I frequently leave my trusty iPhone when a new Android phone pops up. I ditch my iPad and grab the latest Android model. I ditch my Mac when a sexy new Surface product is released. However, I keep coming back to the Mac/iOS world every time. Most recently, I switched my phone to a Google Pixel XL and swapped the 2015 rMBP 15" and iPad combo for a Surface Book. Here is what caused me to quickly come crawling back to Mac.

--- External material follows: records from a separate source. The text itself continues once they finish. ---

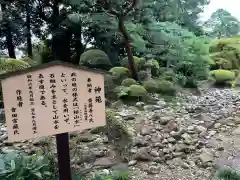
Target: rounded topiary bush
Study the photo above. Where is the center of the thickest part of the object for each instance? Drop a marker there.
(128, 82)
(137, 91)
(222, 76)
(166, 87)
(139, 62)
(142, 75)
(95, 58)
(151, 86)
(119, 73)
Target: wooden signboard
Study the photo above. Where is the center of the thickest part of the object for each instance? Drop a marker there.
(52, 99)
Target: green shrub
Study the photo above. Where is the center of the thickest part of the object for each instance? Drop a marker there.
(139, 62)
(119, 73)
(222, 76)
(95, 58)
(128, 82)
(166, 87)
(151, 86)
(22, 167)
(9, 64)
(193, 70)
(142, 75)
(137, 91)
(227, 174)
(226, 53)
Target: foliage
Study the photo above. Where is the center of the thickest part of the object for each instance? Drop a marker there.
(95, 58)
(128, 82)
(222, 76)
(119, 73)
(117, 128)
(151, 86)
(21, 167)
(227, 174)
(222, 24)
(166, 87)
(8, 64)
(226, 53)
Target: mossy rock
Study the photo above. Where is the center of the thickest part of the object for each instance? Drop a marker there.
(139, 62)
(137, 91)
(151, 86)
(168, 75)
(95, 58)
(128, 82)
(166, 87)
(154, 65)
(119, 73)
(222, 76)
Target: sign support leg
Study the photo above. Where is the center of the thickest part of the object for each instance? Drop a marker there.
(63, 156)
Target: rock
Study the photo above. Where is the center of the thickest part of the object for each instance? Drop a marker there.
(237, 120)
(139, 104)
(201, 129)
(3, 137)
(145, 131)
(206, 157)
(129, 117)
(143, 155)
(132, 163)
(154, 153)
(236, 131)
(165, 120)
(156, 117)
(104, 162)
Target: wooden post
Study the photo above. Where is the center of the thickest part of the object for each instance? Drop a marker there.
(63, 154)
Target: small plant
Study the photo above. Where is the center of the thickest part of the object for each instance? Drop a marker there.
(22, 167)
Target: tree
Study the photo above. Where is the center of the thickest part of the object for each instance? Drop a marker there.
(121, 11)
(222, 24)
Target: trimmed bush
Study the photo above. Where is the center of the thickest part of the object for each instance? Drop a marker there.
(139, 62)
(226, 53)
(151, 86)
(142, 75)
(119, 73)
(9, 64)
(128, 82)
(222, 76)
(95, 58)
(137, 91)
(166, 87)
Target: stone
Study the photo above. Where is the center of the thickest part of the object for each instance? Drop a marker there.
(165, 120)
(201, 129)
(145, 131)
(236, 131)
(154, 153)
(104, 162)
(206, 157)
(143, 154)
(237, 120)
(132, 163)
(129, 117)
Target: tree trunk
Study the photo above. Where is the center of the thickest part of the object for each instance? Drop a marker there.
(9, 37)
(79, 48)
(29, 36)
(127, 41)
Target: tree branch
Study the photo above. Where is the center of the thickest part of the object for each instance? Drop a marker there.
(131, 6)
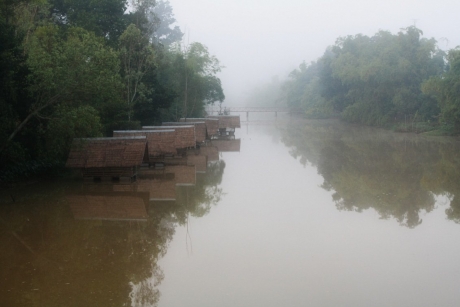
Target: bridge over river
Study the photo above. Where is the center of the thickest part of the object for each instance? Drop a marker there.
(247, 110)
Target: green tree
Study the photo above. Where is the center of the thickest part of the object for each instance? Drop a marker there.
(138, 57)
(194, 70)
(76, 70)
(446, 90)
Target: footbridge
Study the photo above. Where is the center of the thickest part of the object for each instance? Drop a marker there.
(247, 110)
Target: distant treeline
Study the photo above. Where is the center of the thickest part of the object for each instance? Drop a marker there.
(390, 80)
(81, 68)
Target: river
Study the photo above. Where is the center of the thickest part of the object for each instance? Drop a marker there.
(306, 213)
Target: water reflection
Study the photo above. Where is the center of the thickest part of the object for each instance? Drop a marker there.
(97, 244)
(398, 175)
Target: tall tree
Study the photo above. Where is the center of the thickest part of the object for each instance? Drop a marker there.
(138, 57)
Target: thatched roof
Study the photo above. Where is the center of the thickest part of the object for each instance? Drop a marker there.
(185, 134)
(228, 121)
(200, 128)
(212, 124)
(107, 152)
(159, 142)
(227, 145)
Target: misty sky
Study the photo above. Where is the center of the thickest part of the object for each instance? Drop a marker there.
(259, 39)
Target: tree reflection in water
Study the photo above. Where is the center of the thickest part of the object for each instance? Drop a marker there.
(398, 175)
(49, 258)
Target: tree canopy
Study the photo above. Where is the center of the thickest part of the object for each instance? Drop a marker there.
(382, 80)
(69, 62)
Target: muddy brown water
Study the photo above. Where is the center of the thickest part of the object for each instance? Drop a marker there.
(307, 213)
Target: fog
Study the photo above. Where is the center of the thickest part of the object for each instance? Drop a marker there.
(258, 39)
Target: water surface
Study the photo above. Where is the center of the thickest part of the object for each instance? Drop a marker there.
(307, 213)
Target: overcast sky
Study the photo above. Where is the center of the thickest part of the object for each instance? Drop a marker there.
(259, 39)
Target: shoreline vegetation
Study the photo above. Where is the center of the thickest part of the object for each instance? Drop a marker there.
(402, 82)
(81, 69)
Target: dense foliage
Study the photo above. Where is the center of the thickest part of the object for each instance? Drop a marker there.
(80, 68)
(401, 80)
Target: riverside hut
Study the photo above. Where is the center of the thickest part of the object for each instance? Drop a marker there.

1) The trackpad - the Surface Book has a phenomenal trackpad complete with gestures that actually work and all. However, there is one thing that the Mac does that Windows has NEVER been able to master. It's the algorithm of acceleration versus accuracy of the mouse pointer. Drag your finger slowly across the entire trackpad and the cursor will move from one edge to about a 1/3 of the way across the screen. Swipe quickly across the trackpad from edge to edge, and the cursor will will cover the entire width of the screen. This allows me to quickly move the cursor to the general area I need it to be, then seamlessly switch to more fine control, precise mode when I need to click on a small item on the screen all without having to change how I am moving my finger on the trackpad. On windows, the correlation between trackpad movement and screen cursor movement is directly one to one. I have used the Dell XPS 13, all the Yoga laptops, the Surface Pro, the Surface Book and many others. None got this right. The closest anyone every got was the Thinkpad Pointing Stick (not the trackpad). This little, seemingly trivial, change makes all the difference for me.
2) iMessages/Facetime/Phone integration - I love being able to reply to text messages from my Mac. With text/SMS forwarding, I can reply to ALL text messages from the Mac, iPad and iPhone interchangeably. When a normal phone call comes in, I can answer it from my Mac, from my iPad, from my Apple Watch or from the phone itself. It just simply works every single time. It frees me from being tethered to my phone at all times. I can leave it on the charger and move freely throughout the home without fear of missing an important call or text.
3) Standby Battery Life- this has improved greatly over the years with Windows but there is something so satisfying about pulling my laptop out of my bag after a long weekend of zero user to see it has dropped from 100% to 98%. I could never achieve this with the Surface Book. The best I ever got was a 15-20% drop. And that was with turning off all the Connected Standby nonsense and putting it into hibernate mode.
4) Safari bookmark/tab syncing - I know Chrome does this too but then I'd have to use Chrome on my phone which I don't like as much as Safari. And I'm not switching from iPhone to Android.
5) OpemEMU - I don't do any gaming anymore aside from a quick game of 8 Ball Pool on my phone but, on the Mac, I love playing some old school games via emulation. On Windows, I have to install several different emulator software packages to play NES, SNES, Genesis, etc. On the Mac, I simply install OpenEMU and pop in my ROM's. One app that emulates all of my different consoles in a sweet looking package. It makes the world of emulation much easier.
I am sure there are more but these are the top five that pop to mind when I think about the pains I felt when I left the Mac platform. That isn't to say Windows doesn't have its strengths. There are MANY! But these few items outweigh the strengths as these are all features and strengths that I use very regularly. I don't want to sacrifice things I benefit from and utilize daily (see list above) for strengths of Windows that I actually don't use (like the Surface Pen, detachable tablet and the touchscreen of the Surface Book).